Projects related to the Nangate-UFRGS Research Lab :

1) Physical synthesis: Circuit design is normally divided into logic synthesis and physical design. Physical synthesis merges this two steps to preserve the gains obtained by both. This research task aims the extension of physical synthesis to incorporate the flexibility of automatic cell generation.

2) Technology mapping: The step of circuit synthesis in which the building blocks that will be used in the final circuit implementation are chosen is commonly known as technology mapping. Our research goal is to extend the concept of technology mapping beyond the concept of cell library to perform technology mapping at the switch level, mapping directly to transistor networks.

3) BDD package: Many Boolean operations to be performed will need specific support. These include several tasks related to transistor level implementations. For this, we are developing a new BDD package with specific support at the switch level.

4) Logic Cell Leakage Modeling and Design Technique: Leakage current is becoming more important in logic cell power dissipation when sub-micrometer processes are targeted. Among different leakage mechanisms, sub-threshold current and gate oxide tunneling represent the main contributors. Thus, such leakage current sources should be well modeled and quantified in logic gates mainly for standard-cell based designs. Many works have been presented in literature to reduce the leakage dissipation in logic cells. Design techniques for CMOS gate leakage savings must be investigated.

5) Logic Cell Delay and Power Analytical Modeling: Analytical modeling of single CMOS gate behavior is interesting to fast estimation of delay and power consumption of digital circuits. Estimation tools are usually adopted during the design cycle instead of more accurate but more time-expensive electrical simulations. A great number of different inverter models is presented in literature. The current practice is to extend these models to more complex gates through series-parallel equivalent electrical conversion. More investigation must be done to explore such a kind of modeling in non-series-parallel transistor networks.
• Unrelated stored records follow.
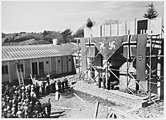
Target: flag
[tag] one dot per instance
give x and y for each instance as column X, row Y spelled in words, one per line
column 141, row 56
column 129, row 46
column 90, row 48
column 107, row 46
column 83, row 54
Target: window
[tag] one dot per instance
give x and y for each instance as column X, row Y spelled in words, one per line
column 41, row 68
column 5, row 69
column 20, row 67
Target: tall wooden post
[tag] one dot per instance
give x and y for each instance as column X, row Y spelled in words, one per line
column 150, row 70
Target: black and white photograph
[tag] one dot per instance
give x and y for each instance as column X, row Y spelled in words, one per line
column 82, row 59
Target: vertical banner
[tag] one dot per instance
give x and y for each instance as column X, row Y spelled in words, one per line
column 83, row 54
column 114, row 28
column 142, row 26
column 96, row 31
column 141, row 59
column 130, row 27
column 155, row 26
column 107, row 30
column 122, row 28
column 103, row 30
column 86, row 32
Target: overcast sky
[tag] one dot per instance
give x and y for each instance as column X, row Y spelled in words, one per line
column 18, row 16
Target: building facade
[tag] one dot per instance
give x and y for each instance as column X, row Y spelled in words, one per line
column 37, row 60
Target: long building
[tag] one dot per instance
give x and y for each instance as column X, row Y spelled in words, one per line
column 37, row 60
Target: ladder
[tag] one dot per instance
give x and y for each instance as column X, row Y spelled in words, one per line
column 20, row 77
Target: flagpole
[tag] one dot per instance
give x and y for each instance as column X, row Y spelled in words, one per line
column 150, row 70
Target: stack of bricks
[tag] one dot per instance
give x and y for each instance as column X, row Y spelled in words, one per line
column 110, row 95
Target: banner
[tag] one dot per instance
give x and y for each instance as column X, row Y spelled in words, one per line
column 129, row 46
column 90, row 48
column 114, row 29
column 83, row 54
column 108, row 45
column 122, row 28
column 141, row 56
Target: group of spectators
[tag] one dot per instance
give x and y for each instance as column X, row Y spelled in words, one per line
column 23, row 101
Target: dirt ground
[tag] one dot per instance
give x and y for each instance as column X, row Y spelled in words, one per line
column 70, row 106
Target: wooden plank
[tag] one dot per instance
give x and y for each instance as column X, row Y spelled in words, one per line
column 96, row 109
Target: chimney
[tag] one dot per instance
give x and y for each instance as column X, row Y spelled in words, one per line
column 55, row 42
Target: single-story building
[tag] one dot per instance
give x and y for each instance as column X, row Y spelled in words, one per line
column 47, row 59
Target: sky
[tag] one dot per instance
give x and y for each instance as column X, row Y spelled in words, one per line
column 37, row 16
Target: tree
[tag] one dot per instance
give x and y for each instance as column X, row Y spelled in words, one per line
column 50, row 35
column 150, row 12
column 67, row 35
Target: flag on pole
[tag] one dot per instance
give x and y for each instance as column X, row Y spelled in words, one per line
column 90, row 48
column 107, row 46
column 129, row 46
column 83, row 54
column 141, row 56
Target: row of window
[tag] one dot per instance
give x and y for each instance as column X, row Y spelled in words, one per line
column 4, row 69
column 41, row 67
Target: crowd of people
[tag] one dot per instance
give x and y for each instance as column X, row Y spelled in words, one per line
column 23, row 101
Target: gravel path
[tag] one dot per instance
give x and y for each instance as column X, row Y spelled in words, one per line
column 86, row 108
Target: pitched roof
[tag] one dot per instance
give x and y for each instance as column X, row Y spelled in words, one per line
column 36, row 51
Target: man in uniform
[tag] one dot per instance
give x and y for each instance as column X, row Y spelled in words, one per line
column 48, row 108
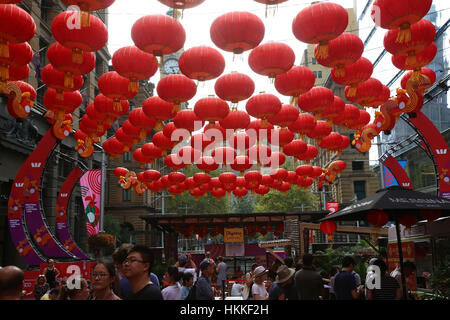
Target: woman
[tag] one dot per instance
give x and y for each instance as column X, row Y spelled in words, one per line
column 103, row 277
column 41, row 287
column 51, row 273
column 82, row 293
column 173, row 289
column 259, row 291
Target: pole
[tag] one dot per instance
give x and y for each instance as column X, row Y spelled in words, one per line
column 400, row 255
column 102, row 196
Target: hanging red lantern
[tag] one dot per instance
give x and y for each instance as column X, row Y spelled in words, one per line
column 201, row 63
column 187, row 119
column 12, row 16
column 271, row 59
column 353, row 74
column 295, row 82
column 211, row 109
column 116, row 87
column 342, row 51
column 402, row 14
column 134, row 64
column 236, row 119
column 304, row 124
column 176, row 88
column 319, row 23
column 237, row 31
column 158, row 34
column 89, row 38
column 234, row 87
column 377, row 218
column 287, row 115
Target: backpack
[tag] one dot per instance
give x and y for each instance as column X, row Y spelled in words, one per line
column 192, row 295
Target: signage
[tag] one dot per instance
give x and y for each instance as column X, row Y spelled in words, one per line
column 234, row 235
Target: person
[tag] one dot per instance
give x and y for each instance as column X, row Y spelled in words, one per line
column 103, row 277
column 308, row 281
column 122, row 287
column 259, row 291
column 11, row 283
column 173, row 289
column 345, row 286
column 221, row 270
column 188, row 282
column 410, row 278
column 390, row 289
column 51, row 273
column 186, row 264
column 247, row 293
column 137, row 269
column 278, row 289
column 41, row 287
column 52, row 294
column 81, row 293
column 237, row 288
column 204, row 290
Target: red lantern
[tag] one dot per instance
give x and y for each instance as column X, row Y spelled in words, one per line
column 115, row 87
column 297, row 81
column 234, row 87
column 333, row 20
column 236, row 119
column 187, row 119
column 89, row 38
column 271, row 59
column 316, row 100
column 201, row 63
column 392, row 14
column 134, row 64
column 12, row 16
column 377, row 218
column 176, row 88
column 158, row 34
column 354, row 74
column 342, row 51
column 237, row 31
column 304, row 124
column 211, row 109
column 287, row 115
6) Logic Cell Layout Techniques: Layout building of logic cells is being investigated in terms of parasitic elements (contact and diffusion resistances, wire capacitances, isolation by gate and active area, and so on), since their influence in the electrical behavior of a cell tends to become more significant for sub-micrometer processes. Moreover, different CMOS logic styles require different layout strategies in order to obtain a more compact physical implementation considering, e.g., a fixed cell height (library compatibility), wire levels for routing, Euler paths, and other constraints. CAD tools for automatic layout generation are developed taking into account the results from handcraft layouts.

7) Different CMOS Logic Styles for Compatible Standard Cell Library: Different CMOS logic styles, other than conventional series-parallel gates, like mux-based cells, PTL and buffered gates, can provide improvements in terms of electrical behavior and/or layout generation when compared to standard CMOS gates. Layout compatibility is also an important factor for cell libraries built with different CMOS design styles. The same consideration should be done for latch and flip-flop construction, since a great number of topologies for memory elements has been proposed in literature and should be investigated for specific applications and requirements.

8) ASIC Design Evaluation: How to estimate the efficiency of an ASIC design generation? How estimate the impact and efficiency of different cell libraries and technology mapping procedures in the final circuit layout? These questions should be answered to provide CAD tools that reduce the gap between standard cell and full custom designs, in terms of physical area and electrical behavior. ASIC design evaluation criteria must be defined and CAD tools developed to provide and cope with such analysis.

9) Test and Validation of CMOS Cell Library: The standard cell methodology is strongly preferred for ASIC design. Cell libraries are applied to such design approach, and usually consist of hundred cells. The experimental characterization and validation of cell libraries is an imperative task. In the case of on-the-fly cell generation required by library-free technology mapping, test circuits must be also automatically provided taking into account the logic cells applied in a target specific design.

10) Visualization Interfaces: Many tasks performed by our tools exploit a new space of solution obtained by the extension of current tools to the switch level. This way, visualization interfaces are necessary to provide the user with visual insights on the relationship between logic, switch networks and layout.

11) Software Engineering and Design Databases: No design flow exists without a tight integration of tools that compose the design flow. Two main aspects of this integration are the software engineering of the flow and the use of design databases accepted by the industry. This aspect of our research focus on achieving this level of integration.